Défendre la liberté d’expression contre la censure de Facebook

Depuis quelques mois, j’ai été victime à plusieurs reprises de la censure de Facebook et de Twitter.

Avec, à la clé, un blocage plus ou moins long de mes comptes. Si j’en juge par les échanges sur les réseaux sociaux, je ne suis pas le seul, loin de là, à subir cette Anastasie… américaine.

Facebook et Twitter multiplient ces temps-ci les sanctions contre des internautes accusés de violer leurs règles. Officiellement, il s’agit d’interdire aussi bien la « nudité ou tout autre contenu suggestif à connotation sexuelle » que « les discours haineux, menaces crédibles ou attaques directes à l’encontre d’un individu ou d’un groupe ».

Sauf que, très souvent, l’algorithme ou/et les bureaucrates chargés de faire respecter ces règles commettent d’évidentes erreurs. À tel point que ces bugs en série ressemblent de plus en plus à une atteinte généralisée aux libertés d’opinion et d’expression, et ce – rappelons-le – de la part d’entreprises étrangères, en l’occurrence américaines.

Je ne reviens pas sur la surveillance de chaque critique de la politique israélienne, qui a valu à nombre de mes ami(e)s des blocages de plus ou moins longue durée.

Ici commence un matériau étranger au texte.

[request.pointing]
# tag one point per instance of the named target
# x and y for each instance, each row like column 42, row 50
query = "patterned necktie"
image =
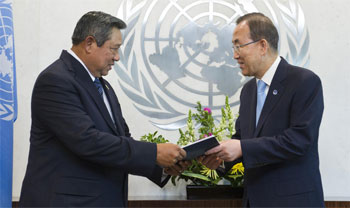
column 98, row 86
column 261, row 96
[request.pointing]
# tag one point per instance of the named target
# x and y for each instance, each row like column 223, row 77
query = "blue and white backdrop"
column 8, row 101
column 177, row 52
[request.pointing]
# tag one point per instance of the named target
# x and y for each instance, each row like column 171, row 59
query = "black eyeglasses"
column 237, row 47
column 114, row 50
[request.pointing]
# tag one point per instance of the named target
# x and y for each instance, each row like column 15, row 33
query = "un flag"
column 8, row 101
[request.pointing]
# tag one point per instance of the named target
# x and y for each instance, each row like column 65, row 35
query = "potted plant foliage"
column 203, row 182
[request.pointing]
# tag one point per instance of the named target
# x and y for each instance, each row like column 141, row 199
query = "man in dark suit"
column 81, row 150
column 279, row 148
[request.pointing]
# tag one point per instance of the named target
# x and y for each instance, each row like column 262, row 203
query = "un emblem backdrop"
column 8, row 103
column 178, row 52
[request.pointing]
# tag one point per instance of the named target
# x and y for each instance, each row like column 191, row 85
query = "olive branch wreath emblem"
column 134, row 84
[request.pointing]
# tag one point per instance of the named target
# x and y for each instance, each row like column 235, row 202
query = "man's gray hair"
column 98, row 25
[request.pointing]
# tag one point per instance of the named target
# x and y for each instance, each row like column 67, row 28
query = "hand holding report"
column 199, row 147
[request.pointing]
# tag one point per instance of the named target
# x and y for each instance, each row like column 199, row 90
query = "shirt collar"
column 82, row 63
column 267, row 78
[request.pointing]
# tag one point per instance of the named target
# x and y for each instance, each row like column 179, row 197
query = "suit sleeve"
column 57, row 105
column 305, row 115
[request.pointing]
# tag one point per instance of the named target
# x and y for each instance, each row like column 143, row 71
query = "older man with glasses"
column 279, row 118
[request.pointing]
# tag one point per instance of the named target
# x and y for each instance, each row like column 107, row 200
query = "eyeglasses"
column 114, row 50
column 237, row 47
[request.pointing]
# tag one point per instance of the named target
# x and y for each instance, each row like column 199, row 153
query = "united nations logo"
column 178, row 52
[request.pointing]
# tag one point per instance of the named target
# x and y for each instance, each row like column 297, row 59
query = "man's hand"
column 227, row 150
column 169, row 154
column 210, row 161
column 178, row 168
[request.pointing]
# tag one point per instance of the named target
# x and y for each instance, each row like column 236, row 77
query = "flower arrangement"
column 198, row 173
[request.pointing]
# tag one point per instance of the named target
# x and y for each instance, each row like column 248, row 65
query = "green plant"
column 198, row 173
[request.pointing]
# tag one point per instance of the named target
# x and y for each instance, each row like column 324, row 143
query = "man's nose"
column 116, row 57
column 235, row 54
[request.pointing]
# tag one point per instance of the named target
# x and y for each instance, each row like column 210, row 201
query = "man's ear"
column 90, row 43
column 264, row 46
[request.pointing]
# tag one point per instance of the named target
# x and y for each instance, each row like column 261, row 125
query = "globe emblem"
column 178, row 52
column 193, row 54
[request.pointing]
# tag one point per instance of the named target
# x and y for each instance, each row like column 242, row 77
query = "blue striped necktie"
column 98, row 86
column 261, row 96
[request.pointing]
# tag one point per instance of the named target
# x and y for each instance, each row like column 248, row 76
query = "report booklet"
column 199, row 147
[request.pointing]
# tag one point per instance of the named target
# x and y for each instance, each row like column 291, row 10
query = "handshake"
column 170, row 156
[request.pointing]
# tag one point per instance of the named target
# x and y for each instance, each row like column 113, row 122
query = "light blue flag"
column 8, row 101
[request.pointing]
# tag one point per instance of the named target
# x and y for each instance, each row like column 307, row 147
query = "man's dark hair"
column 261, row 27
column 96, row 24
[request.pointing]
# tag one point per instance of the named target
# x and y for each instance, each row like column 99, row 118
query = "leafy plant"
column 198, row 173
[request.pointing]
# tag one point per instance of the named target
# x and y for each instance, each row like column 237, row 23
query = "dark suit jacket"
column 280, row 155
column 78, row 157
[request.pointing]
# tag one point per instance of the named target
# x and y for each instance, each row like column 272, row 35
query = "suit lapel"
column 84, row 79
column 113, row 102
column 276, row 91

Pour ma part, en quelques mois, j’ai aussi été victime de simples contre-sens. En voici quelques exemples particulièrement éclairants.

Cette semaine, mon compte Facebook a été bloqué durant trois jours… pour avoir dénoncé le caractère antisémite de la fresque d’Avignon représentant Jacques Attali manipulant un Pinocchio au visage d’Emmanuel Macron. Je l’avais comparée à des caricatures antijuives des années 1930

Récemment, la censure m’avait menacé de ses foudres pour avoir repris un des dessins antiracistes les plus célèbres de Wolinski… qu’elle jugeait raciste. Il avait été publié  à la « une » de « L’Humanité » dans les années 1970 !

Le même algorithme et/ou le même bureaucrate m’avaient reproché un jour la reproduction de la célèbre « Affiche rouge » placardée par l’Occupant nazi pour présenter les résistants comme des « terroristes ». Je l’avais pourtant accompagnée de l’inoubliable poème éponyme de Louis Aragon…

Une autre fois, j’ai été puni pour avoir dénoncé une caricature de Riss, à la « une » de « Charlie », transformant  la jolie présidente (voilée) de l’UNEF en horrible guenon… On sait pourtant depuis le nazisme et le stalinisme ce que signifie l’animalisation de l’ennemi.

Le summum de la bêtise ou du lepénisme masqué a été atteint lorsque Facebook prétendit m’interdire de publier un appel collectif à voter contre Marine Le Pen ! C’était trop : j’eus droit, cette fois, aux excuses de la censure. (Ce qui prouve, soit dit en passant, qu’il n’y a pas que des algorithmes derrière le système liberticide de Facebook).

Il est vrai que, presque simultanément la censure facebookienne avait poussé l’ignominie jusqu’à s’indigner que je reprenne sur ma page un commentaire du rapport de Human Rights Watch concernant les horreurs innommables  perpétrées par les soldats russes à Bucha ! Bref, après avoir défendu Marine Le Pen, la censure semblait camoufler les crimes de… son banquier !

La dernière est signée Twitter. J’y écrivais : « En Allemagne on a brûlé des synagogues. Et on a fini par brûler les Juifs. » Qui peut considérer cette mise en garde comme antisémite ?

Ras-le-bol ! Il serait plus que temps que l’ARCOM s’intéresse au système de censure de Facebook et de Twitter, qui, imbécile ou raciste, bat des records d’absurdité dignes de Kafka, Orwell et Jarry réunis !

Dominique Vidal : Historien et journaliste, spécialiste des relations internationales et notamment du Proche-Orient, collaborateur du « Monde diplomatique », membre du Bureau de l’Iremmo, animateur bénévole de La Chance.